How to install and configure -- The Reliable, High Performance TCP/HTTP Load Balancer - HA Proxy

Whether you are researching load
balancer's for your own needs or the needs of your employer, you will definitely come across HAProxy. As such, you may be asking what it is and how it can benefit you or your company.

When researching load balancers, you will find your options usually fall into one of two categories; Hardware based vs. Software Based. In the hardware realm, you will find options such as F5’s BIG-IP, Citrix NetScaler and Kemp Technologies that offer dedicated appliances that are running proprietary software.

On the opposite side of that, you have software based solutions where you are able to use commodity hardware that fits your needs independent of the load balancing software being used. In this realm,
you will find solutions such as NGINX and HAProxy with the latter being the focus of this guide.

The goal of the team behind HAProxy is to provide a “free, very fast and reliable solution” for load-balancing TCP and HTTP-based applications. Because of this HAProxy is considered by many to be the de facto standard when it comes to software-based load balancing and is currently being used by sites such as GitHub, Reddit, Twitter and Tumblr to name a few.
It has been designed to run on Linux, Solaris, FreeBSD, OpenBSD as well as AIX platforms. While it’s designed to run on most x86-64 hardware that has limited resources, it will perform best when provided enterprise-grade hardware such as 10+ Gig NIC’s and Xeon class CPU’s or similar.

Installing HAProxy on CentOS 7. As a fast developing open source application HAProxy available for install in the CentOS default repositories might not be the latest release. To find out what version number is being offered through the official channels enter the following command.

sudo yum info haproxy  

The output should look like this:

alt

HAProxy has always three active stable versions of the releases, two of the latest versions in development plus a third older version that is still receiving critical updates. You can always check the currently newest stable version listed on the HAProxy website and then decide which version you wish to go with.

In this guide, we will be installing the currently latest stable version of 1.7 (2017/08/18), which was not yet available in the standard repositories. Instead, you will need to install it from the source. But first, check that you have the prerequisites to download and compile the program.

sudo yum install gcc pcre-static pcre-devel -y  

NOTE: It might happen that kernel-headers are missing. By default, the CentOS 7 cloud servers have kernel-headers disabled, so you'll need to install them manually by:

sudo yum install -y kernel-headers --disableexcludes=all  

Download the source code with the command below. You can check if there is a newer version available at the HAProxy http://www.haproxy.org/#down

wget http://www.haproxy.org/download/1.7/src/haproxy-1.7.9.tar.gz -O ~/haproxy.tar.gz  

Once the download is complete, extract the files using the command below.

tar -xvf haproxy.tar.gz  

Change into the extracted source directory.

cd haproxy-1.7.9  

Then compile the program for your system.

make TARGET=linux2628  

And finally, install HAProxy itself.

sudo make install  

The output should look like this:
alt

With that done, HAProxy is now installed but requires some additional steps to get it operational. Continue below with setting up the software and services.

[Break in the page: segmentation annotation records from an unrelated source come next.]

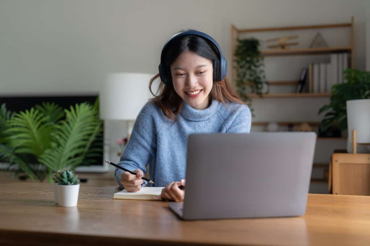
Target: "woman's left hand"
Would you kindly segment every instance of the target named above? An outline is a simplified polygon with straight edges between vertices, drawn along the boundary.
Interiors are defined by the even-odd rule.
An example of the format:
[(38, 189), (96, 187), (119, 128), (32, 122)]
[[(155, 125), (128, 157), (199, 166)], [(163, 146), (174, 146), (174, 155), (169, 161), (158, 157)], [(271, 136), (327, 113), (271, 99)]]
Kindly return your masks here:
[(182, 179), (181, 182), (172, 182), (162, 189), (162, 193), (159, 197), (154, 197), (155, 199), (168, 199), (175, 202), (184, 200), (185, 191), (179, 188), (181, 186), (185, 187), (185, 180)]

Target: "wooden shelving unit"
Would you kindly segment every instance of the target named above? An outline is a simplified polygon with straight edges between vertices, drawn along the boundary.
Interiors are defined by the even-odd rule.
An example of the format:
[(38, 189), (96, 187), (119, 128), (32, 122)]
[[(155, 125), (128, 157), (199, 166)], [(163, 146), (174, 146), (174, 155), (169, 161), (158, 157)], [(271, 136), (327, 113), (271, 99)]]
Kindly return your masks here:
[(330, 93), (291, 93), (276, 94), (262, 94), (261, 97), (255, 94), (248, 94), (250, 98), (287, 98), (289, 97), (329, 97)]
[(261, 51), (261, 53), (264, 56), (267, 56), (330, 54), (335, 52), (350, 52), (351, 51), (351, 47), (348, 46), (329, 48), (286, 48), (284, 49), (268, 49)]

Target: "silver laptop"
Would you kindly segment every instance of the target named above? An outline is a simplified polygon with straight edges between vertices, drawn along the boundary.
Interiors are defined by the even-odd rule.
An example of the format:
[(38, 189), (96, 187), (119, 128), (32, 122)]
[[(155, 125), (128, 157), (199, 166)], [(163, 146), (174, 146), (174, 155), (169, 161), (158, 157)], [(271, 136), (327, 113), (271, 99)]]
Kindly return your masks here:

Setting up HAProxy for your server

Now, since we have choosen the "hard" way we need to add the following directories and the statistics file for HAProxy records.

sudo mkdir -p /etc/haproxy  
sudo mkdir -p /var/lib/haproxy  
sudo touch /var/lib/haproxy/stats  

Next, we will create a symbolic link for the binary to allow you to run HAProxy commands as a normal user.

sudo ln -s /usr/local/sbin/haproxy /usr/sbin/haproxy  

If you want to add the proxy as a service to the system, copy the haproxy.init file from the examples to your /etc/init.d directory. Change the file permissions to make the script executable and then reload the systemd daemon.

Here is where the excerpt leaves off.